In 1986, Mr Matiba became one of the youthful Kenyans to join the list of millionaires who by then could be counted by the fingers of one hand. He quit as PS to join East African Breweries and by 1989, he owned more than 25 per cent of the shares in the company.

An astute businessman and investor, Mr Matiba built one of the most formidable business empires in the country raging from hotel industry, top-tier schools, media, and agriculture secro. He also had controlling stake at the carbon dioxide manufacturer, Carbacid Ltd.

In 1967, Mr Matiba contemplated starting his own airline to airlift his farm produce abroad, but even as the government sanctioned the idea, the Civil Aviation Board denied him the licence.

Together with then Attorney- General Charles Njonjo and the late John Michuki, the trio had already bought a British-made aircraft, but their pet project collapsed after they were accused of attempting to topple the then East African Airways.

The former Cabinet minister owned Alliance Group of Hotels that included, Alliance Safari Beach, Africana Sea Lodge, Jadini Beach and Naro Moru River Lodge.

Mr Matiba was the sole proprietor of the prestigious Hillcrest Group of Schools located in the exclusive Karen suburb of Nairobi. The school attracted children from affluent families and offered the British education curriculum.

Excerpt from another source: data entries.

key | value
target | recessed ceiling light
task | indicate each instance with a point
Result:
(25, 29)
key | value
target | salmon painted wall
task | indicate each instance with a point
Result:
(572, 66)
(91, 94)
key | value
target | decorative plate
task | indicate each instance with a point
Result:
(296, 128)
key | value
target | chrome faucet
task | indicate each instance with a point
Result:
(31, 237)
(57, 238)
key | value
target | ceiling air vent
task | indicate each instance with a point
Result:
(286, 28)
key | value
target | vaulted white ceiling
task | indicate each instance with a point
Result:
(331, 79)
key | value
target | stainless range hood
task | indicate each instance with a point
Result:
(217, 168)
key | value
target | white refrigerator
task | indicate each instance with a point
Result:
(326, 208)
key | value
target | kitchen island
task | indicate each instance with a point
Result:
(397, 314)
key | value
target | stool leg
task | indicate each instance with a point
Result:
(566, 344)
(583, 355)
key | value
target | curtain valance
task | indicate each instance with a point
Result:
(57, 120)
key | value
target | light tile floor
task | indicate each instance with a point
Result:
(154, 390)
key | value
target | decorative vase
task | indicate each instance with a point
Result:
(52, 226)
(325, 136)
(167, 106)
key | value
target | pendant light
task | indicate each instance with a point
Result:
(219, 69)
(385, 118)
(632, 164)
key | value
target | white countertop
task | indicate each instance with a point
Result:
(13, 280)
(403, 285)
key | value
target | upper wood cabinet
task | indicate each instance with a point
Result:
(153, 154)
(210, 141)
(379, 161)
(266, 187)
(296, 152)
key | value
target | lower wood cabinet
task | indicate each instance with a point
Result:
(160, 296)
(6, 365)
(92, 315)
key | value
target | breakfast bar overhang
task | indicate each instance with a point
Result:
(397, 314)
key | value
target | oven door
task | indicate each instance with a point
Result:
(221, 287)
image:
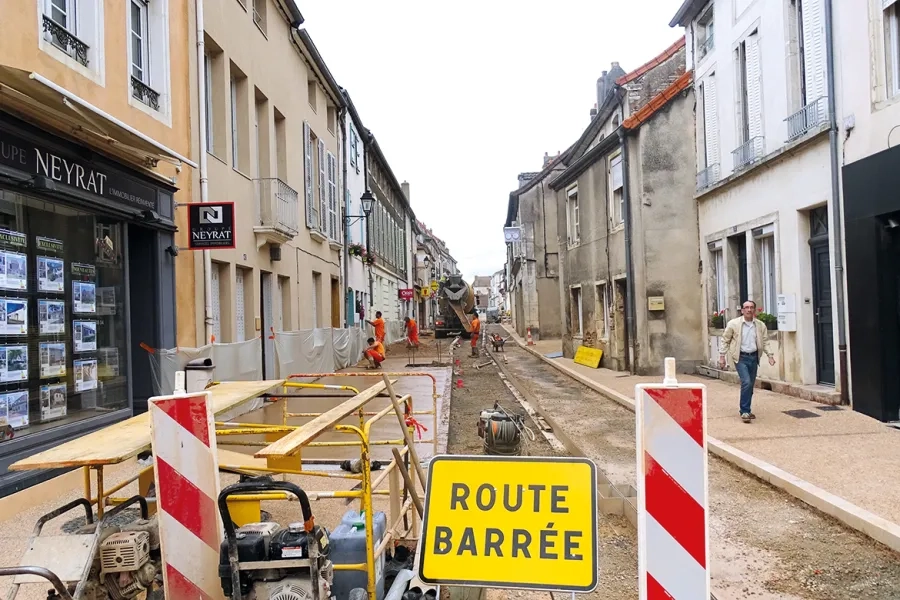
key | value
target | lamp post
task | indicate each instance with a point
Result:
(368, 202)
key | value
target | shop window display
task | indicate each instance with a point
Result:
(62, 315)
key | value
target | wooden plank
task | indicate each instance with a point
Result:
(292, 442)
(121, 441)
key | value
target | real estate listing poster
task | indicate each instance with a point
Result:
(13, 363)
(13, 316)
(85, 375)
(51, 316)
(53, 401)
(85, 336)
(53, 359)
(84, 297)
(51, 274)
(17, 403)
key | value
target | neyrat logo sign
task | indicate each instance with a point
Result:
(511, 522)
(211, 225)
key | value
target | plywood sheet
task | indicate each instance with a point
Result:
(292, 442)
(121, 441)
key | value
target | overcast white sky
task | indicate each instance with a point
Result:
(465, 95)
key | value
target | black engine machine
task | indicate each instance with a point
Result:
(265, 561)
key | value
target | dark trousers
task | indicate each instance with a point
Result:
(747, 366)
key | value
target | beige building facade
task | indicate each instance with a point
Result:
(272, 138)
(95, 159)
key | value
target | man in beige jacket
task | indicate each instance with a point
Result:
(744, 341)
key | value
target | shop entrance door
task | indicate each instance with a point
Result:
(268, 320)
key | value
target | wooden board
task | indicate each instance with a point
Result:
(292, 442)
(121, 441)
(589, 357)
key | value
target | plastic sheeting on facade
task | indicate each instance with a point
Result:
(240, 361)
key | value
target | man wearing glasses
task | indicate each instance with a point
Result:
(744, 341)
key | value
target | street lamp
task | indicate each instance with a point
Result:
(368, 203)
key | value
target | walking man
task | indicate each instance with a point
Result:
(744, 341)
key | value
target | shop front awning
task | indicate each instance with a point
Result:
(43, 101)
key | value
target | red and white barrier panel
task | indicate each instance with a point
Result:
(673, 492)
(183, 438)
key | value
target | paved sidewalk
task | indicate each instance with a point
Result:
(843, 452)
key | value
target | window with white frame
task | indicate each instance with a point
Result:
(601, 310)
(577, 306)
(765, 241)
(891, 10)
(71, 31)
(148, 53)
(616, 192)
(717, 276)
(573, 225)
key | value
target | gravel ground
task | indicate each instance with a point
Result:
(618, 560)
(765, 544)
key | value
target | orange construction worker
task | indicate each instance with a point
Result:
(378, 324)
(374, 353)
(412, 332)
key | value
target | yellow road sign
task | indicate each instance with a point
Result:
(511, 522)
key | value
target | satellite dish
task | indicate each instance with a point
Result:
(512, 234)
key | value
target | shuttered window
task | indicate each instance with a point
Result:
(815, 80)
(710, 121)
(754, 87)
(240, 333)
(312, 214)
(333, 229)
(323, 202)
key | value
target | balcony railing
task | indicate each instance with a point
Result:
(65, 40)
(749, 152)
(144, 93)
(707, 46)
(708, 176)
(810, 117)
(277, 206)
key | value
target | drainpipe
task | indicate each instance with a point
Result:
(204, 175)
(629, 259)
(345, 221)
(836, 202)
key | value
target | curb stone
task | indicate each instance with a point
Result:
(851, 515)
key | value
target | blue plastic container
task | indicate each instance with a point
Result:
(349, 547)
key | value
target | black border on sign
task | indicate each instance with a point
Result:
(507, 585)
(233, 225)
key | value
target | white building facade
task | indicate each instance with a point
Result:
(357, 271)
(764, 177)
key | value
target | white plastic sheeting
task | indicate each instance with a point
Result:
(240, 361)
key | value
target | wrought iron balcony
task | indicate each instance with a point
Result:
(277, 210)
(707, 46)
(749, 152)
(810, 117)
(65, 40)
(708, 176)
(144, 93)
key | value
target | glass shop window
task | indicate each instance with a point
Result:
(62, 315)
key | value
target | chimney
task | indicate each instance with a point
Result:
(405, 187)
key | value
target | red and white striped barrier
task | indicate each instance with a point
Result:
(673, 490)
(183, 439)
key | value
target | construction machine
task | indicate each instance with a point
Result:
(456, 299)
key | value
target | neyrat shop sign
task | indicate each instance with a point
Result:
(26, 156)
(511, 522)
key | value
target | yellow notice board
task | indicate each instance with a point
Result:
(511, 522)
(589, 357)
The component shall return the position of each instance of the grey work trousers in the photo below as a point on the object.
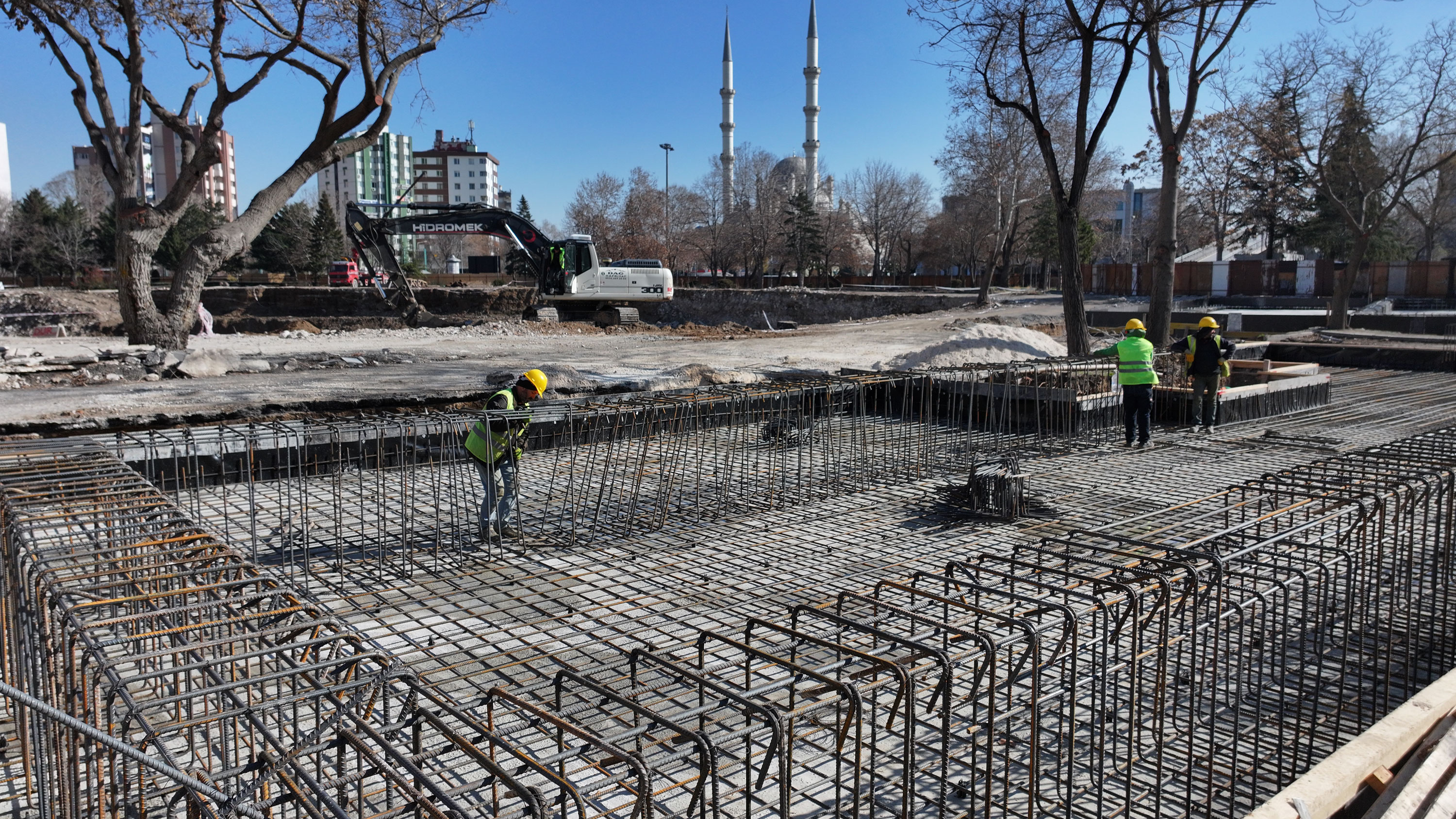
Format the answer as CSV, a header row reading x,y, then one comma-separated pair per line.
x,y
1206,392
498,504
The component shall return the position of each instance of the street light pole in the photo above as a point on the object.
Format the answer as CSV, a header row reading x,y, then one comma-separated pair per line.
x,y
667,219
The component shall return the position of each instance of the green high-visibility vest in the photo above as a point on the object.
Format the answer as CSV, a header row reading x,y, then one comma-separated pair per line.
x,y
491,445
1135,361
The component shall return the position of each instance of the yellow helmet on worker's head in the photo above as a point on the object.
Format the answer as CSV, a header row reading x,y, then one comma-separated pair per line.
x,y
535,379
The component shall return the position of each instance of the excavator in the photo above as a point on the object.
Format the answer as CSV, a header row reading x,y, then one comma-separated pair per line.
x,y
571,283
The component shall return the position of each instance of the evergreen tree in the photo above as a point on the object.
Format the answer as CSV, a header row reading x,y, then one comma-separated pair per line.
x,y
33,216
1272,177
1355,178
1042,239
286,244
803,232
325,239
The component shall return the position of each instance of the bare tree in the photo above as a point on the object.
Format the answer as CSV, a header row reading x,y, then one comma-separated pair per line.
x,y
1369,126
1184,37
228,50
69,239
886,204
1052,62
641,229
995,158
597,210
1210,164
1430,209
964,233
708,226
758,201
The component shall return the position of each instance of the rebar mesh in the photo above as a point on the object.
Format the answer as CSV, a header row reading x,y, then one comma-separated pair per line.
x,y
1170,661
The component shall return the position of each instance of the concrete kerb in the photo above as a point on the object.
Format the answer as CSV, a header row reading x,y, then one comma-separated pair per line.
x,y
1339,779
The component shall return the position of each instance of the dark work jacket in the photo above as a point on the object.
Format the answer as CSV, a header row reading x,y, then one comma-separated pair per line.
x,y
1205,354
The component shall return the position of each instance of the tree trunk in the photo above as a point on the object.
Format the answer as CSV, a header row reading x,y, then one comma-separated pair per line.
x,y
1161,302
1346,283
146,325
1074,309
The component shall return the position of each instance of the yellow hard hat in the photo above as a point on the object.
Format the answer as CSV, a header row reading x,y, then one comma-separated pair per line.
x,y
536,379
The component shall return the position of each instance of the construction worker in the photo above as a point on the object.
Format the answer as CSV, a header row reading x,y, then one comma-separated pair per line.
x,y
1135,373
1208,357
498,445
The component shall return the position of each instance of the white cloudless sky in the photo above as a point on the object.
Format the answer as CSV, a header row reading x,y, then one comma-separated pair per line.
x,y
564,89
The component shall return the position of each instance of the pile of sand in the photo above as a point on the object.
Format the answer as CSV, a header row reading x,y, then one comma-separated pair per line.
x,y
979,344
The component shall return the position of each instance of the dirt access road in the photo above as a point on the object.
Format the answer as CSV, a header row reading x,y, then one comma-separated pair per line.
x,y
399,369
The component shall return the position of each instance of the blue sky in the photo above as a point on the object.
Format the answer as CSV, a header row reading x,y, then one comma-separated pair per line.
x,y
564,89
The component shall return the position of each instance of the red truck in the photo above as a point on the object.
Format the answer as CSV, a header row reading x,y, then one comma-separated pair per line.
x,y
344,274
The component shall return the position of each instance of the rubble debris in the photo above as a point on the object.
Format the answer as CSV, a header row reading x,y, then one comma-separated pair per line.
x,y
209,363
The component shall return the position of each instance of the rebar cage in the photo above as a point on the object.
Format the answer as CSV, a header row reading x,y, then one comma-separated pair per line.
x,y
1183,662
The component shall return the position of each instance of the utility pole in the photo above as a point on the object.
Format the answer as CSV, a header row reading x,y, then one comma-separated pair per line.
x,y
667,188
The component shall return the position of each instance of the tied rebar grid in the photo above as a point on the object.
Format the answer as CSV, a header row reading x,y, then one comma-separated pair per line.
x,y
174,678
826,789
316,499
1168,670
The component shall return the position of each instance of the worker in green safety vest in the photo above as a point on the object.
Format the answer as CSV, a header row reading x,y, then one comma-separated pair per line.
x,y
1136,375
497,445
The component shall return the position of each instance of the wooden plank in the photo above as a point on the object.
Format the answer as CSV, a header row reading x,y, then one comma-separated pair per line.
x,y
1334,782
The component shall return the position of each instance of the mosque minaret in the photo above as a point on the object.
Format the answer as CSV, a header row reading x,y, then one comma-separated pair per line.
x,y
811,111
726,92
793,174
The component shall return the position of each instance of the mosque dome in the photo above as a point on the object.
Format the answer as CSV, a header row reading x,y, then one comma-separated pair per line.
x,y
790,175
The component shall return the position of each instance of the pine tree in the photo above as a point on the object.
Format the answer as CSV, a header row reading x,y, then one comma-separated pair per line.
x,y
803,233
33,216
1272,175
325,238
1355,177
284,245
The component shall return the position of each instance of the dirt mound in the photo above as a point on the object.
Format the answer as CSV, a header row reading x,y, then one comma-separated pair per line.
x,y
979,344
82,312
261,325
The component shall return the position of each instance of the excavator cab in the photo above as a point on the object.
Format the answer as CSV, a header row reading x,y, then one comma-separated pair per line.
x,y
571,258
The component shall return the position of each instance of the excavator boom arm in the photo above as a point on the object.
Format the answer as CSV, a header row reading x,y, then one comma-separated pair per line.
x,y
372,239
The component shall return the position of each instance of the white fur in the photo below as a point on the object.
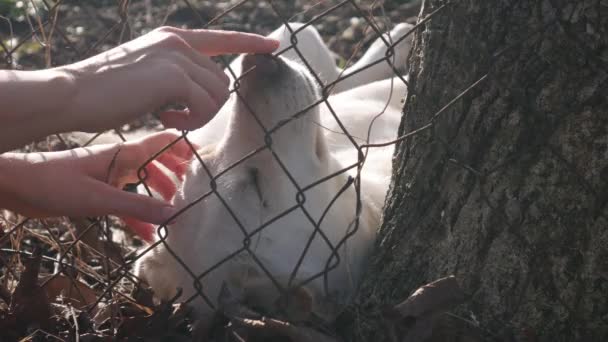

He also had a Kindergarten in Westlands.

His media venture, Kalamka Ltd, which owned the People Daily, was in 2010 acquired by Mediamax Ltd, a company linked to the Kenyatta family.

Together with his partner Stephen Smith, Mr Matiba, while doubling as chairman of East African Breweries built his multimillion-shilling fortune around the Hillcrest Schools and the four prestigious hotels.

Hillcrest and the thriving hotel industry were principally managed by Mr Smith, Mr Matiba’s son Raymond, and a known hotel industry prodigy, Mr Christopher Modigell.

The business fortunes of Mr Matiba began to decline after he fell out with former President Moi in 1988 over the conduct of Kanu elections.

After resigning he concentrated on re-building his business empire with high hopes of expanding his hotel chain to Rwanda, the tiny Central African state then ruled by his friend, Juvenal Habyarimana, who later died in a plane crash.